Era comunque un’idea maestosa che richiamava alla mente i
candidi agnelli che si abbeverano alla fonte e che
apparivano sulle patetiche copertine delle dottrinette
oratoriane degli anni remoti di una giovinezza ovviamente
sepolta sotto le scartoffie d’Ufficio.
Solo che a questo Rivum c’era troppa gente
affaccendata a trovare un posto che fosse in alto, sempre
più in alto, ed in riscontro ce n’era altrettanta che dava
fastidio, gente che poteva essere qualificata ‘concorrente
pericoloso’ almeno potenziale, e doveva essere eliminata o
quanto meno squalificata agli occhi di chi di dovere.
Fedro aveva già imparato a vivere, aveva imparato a
diffidare, aveva imparato il valore del Civis romanus sum,
che calpestava ogni altro uomo che non avesse tale
qualifica. « Perchè — disse il lupo — Cur, inquit,
turbolentam fecisti mihì acquam bibenti? »
No, questo Camillo non se l’aspettava e, nella sua giovane
ingenuità, aveva creduto che il lupus fosse al piano
superiore. Ora s’accorgeva che dovunque, al suo fianco, nel
suo ufficio, in ogni lavoro connesso, vi era un lupus
in agguato. Ciascuno s’era rinchiuso nella fortezza del
proprio egoismo, dalla quale sparava su ogni cosa mobile che
gli passava vicino.
E Cesare cadde gridando: Anche tu, Bruto, figlio mio!!
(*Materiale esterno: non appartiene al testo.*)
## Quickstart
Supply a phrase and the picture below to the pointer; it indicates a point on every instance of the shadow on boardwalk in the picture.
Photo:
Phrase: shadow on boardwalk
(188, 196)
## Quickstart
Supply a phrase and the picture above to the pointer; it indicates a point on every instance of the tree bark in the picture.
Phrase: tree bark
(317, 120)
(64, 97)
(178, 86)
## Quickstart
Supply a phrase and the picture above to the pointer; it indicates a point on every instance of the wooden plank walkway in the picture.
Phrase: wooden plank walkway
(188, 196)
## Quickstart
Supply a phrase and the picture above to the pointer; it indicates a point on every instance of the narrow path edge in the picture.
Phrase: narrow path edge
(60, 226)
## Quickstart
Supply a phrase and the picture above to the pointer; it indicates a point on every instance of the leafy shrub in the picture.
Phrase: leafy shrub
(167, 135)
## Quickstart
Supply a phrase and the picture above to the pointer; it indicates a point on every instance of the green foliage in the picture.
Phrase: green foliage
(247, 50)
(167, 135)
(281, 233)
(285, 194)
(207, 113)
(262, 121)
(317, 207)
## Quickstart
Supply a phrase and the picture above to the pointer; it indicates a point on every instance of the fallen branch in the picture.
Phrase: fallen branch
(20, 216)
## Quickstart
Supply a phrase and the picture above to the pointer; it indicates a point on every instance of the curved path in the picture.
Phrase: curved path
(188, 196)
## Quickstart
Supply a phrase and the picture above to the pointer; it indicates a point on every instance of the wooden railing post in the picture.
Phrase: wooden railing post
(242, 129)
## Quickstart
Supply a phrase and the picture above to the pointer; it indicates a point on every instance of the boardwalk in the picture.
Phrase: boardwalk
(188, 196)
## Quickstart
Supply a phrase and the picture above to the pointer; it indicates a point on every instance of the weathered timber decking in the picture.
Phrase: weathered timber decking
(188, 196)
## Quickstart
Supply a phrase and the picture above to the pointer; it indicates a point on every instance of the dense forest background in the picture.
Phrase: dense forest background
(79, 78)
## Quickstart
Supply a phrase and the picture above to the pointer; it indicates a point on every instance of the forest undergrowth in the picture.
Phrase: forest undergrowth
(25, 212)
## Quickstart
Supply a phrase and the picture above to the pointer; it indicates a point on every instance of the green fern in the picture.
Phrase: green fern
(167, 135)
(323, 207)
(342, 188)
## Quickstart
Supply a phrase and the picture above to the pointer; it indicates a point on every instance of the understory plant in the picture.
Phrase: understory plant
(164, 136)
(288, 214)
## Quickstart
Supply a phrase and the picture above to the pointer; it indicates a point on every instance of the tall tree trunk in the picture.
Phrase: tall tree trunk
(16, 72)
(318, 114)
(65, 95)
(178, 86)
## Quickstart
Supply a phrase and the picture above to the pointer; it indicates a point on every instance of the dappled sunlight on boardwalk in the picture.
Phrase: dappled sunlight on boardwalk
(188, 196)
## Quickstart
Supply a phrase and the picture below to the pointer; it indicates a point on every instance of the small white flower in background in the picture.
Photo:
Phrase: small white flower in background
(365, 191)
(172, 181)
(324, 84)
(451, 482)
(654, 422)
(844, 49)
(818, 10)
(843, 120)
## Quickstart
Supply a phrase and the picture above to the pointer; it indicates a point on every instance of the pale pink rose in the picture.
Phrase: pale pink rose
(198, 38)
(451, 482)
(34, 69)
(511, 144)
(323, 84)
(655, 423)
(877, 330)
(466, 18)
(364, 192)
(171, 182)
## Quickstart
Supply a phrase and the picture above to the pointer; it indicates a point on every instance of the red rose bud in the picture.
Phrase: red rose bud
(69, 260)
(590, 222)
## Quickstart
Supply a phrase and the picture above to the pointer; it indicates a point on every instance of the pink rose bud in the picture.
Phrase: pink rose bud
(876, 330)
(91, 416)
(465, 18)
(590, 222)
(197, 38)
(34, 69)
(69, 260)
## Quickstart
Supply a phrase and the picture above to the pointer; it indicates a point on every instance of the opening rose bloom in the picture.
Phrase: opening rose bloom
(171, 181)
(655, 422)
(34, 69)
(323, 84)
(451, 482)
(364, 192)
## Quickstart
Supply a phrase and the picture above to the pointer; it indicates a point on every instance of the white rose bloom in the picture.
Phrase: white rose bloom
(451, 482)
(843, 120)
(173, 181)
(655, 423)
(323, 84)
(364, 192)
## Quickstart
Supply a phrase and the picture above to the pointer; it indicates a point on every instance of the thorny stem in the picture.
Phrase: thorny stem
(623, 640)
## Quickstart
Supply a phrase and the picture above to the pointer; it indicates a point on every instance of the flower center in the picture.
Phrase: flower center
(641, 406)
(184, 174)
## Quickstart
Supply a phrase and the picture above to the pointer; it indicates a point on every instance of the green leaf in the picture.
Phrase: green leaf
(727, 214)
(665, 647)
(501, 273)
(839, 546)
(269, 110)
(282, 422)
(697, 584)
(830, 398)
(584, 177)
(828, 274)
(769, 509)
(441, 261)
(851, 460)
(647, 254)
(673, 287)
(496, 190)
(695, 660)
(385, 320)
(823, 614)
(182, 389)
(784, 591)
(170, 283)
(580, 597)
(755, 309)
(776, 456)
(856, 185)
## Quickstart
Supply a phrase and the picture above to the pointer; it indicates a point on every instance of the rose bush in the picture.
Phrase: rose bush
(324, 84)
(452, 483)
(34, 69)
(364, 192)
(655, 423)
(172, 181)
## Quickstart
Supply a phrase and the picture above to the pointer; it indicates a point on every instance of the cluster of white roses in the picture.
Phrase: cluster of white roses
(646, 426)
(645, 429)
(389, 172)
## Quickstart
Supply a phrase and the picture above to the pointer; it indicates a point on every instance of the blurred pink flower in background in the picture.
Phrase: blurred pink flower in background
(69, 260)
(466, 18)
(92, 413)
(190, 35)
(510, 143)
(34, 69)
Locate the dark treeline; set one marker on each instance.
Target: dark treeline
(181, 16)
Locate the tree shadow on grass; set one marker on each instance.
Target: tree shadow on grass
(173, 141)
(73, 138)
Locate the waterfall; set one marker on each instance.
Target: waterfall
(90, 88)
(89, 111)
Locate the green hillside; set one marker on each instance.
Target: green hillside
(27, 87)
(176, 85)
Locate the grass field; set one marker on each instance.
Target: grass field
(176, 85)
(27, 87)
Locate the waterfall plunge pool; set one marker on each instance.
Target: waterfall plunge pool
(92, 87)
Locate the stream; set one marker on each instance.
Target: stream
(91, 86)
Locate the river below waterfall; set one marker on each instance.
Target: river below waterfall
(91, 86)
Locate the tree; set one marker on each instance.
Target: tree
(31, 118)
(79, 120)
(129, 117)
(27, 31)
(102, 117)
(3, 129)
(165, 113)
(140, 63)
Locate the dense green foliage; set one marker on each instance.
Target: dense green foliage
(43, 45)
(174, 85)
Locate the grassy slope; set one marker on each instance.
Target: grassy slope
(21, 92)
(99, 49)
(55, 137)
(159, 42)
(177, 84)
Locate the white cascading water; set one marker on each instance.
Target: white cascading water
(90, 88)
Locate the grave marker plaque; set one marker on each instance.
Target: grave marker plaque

Non è, a dire il vero, che ‘tutti’ i colleghi fossero così,
ma ce n'erano parecchi che reputavano caso di coscienza il
riferire ogni cosa al Capo Servizio, anche la più banale ed
ingenua, prima che lo facesse qualcun altro.
Però fin che a giudicare era il Capo Servizio si trattava
tutt’al più di ‘errori tecnici’, sanati da una semplice
correzione anche se un lieve rossore alle guance evidenziava
la piccola sconfitta personale.
Si rimaneva maggiormente male quando invece l’occhialuto
funzionario chiamava ad esempio Camillo e lo apostrofava in
malo modo perchè gli aveva mandato a vistare per il
pagamento un assegno che ora risultava non proprio
soddisfacente e onorevole...
« Mah, dottore, è un cliente della sua categoria che io
appena conosco e l’ho mandato da lei apposta...
Era vero, ma non lo si poteva ammettere.
« Repulsus ille veritatis viribus... »
« Quando sapete che un cliente non è buono lo si manda via e
non si mettono i funzionari nelle condizioni di fare una
brutta figura... »
Respondit agnus...
« Potevo io farlo di fronte all’altra gente? E con quale
autorità e con quale conoscenza delle condizioni bancarie
del cliente potevo io prendere una simile iniziativa? Se non
lo sa lei che è incaricato di questo lavoro devo saperlo io
che mi limito a pagare quello che devo ed a chi devo?... »
Atque ita correptum...
Incisivo questo Fedro, perfetto, meraviglioso, aderente alle
reazioni di chi ha salito lo sgabello o conquistato il
cadreghino e non vuole riconoscere il suo torto cercando di
inguaiare l’inferiore in tutta la misura possibile.
« Se ne vada, insolente... »
Oh, no, insolente Camillo non pensava di esserlo stato per
il solo fatto di aver messo i puntini su quegli i a cui
mancavano per negligenza o premeditazione.
A capo chino tornò al suo posto con le lacrime che volevano
uscire più per la rabbia che per la paura, più per la figura
che per la sostanza, fra il risolino sotto baffi o la
commiserazione di qualche collega.
Moralmente si sentiva mangiato, divorato, anche se
l’incidente era piccolo, ma forse l’inizio di una serie che
sarebbe durata per tutta la vita.
Forse era venuto a bere ad una fonte destinata, nel pensiero
di terzi, ad un altro...
◊ ◊ ◊ ◊ ◊
◊ ◊
Se un bancario conosce il lavoro che deve fare è un
saggio.
Se sa come eseguirlo praticamente è un tecnico.
Se lo esegue effettivamente è un virtuoso.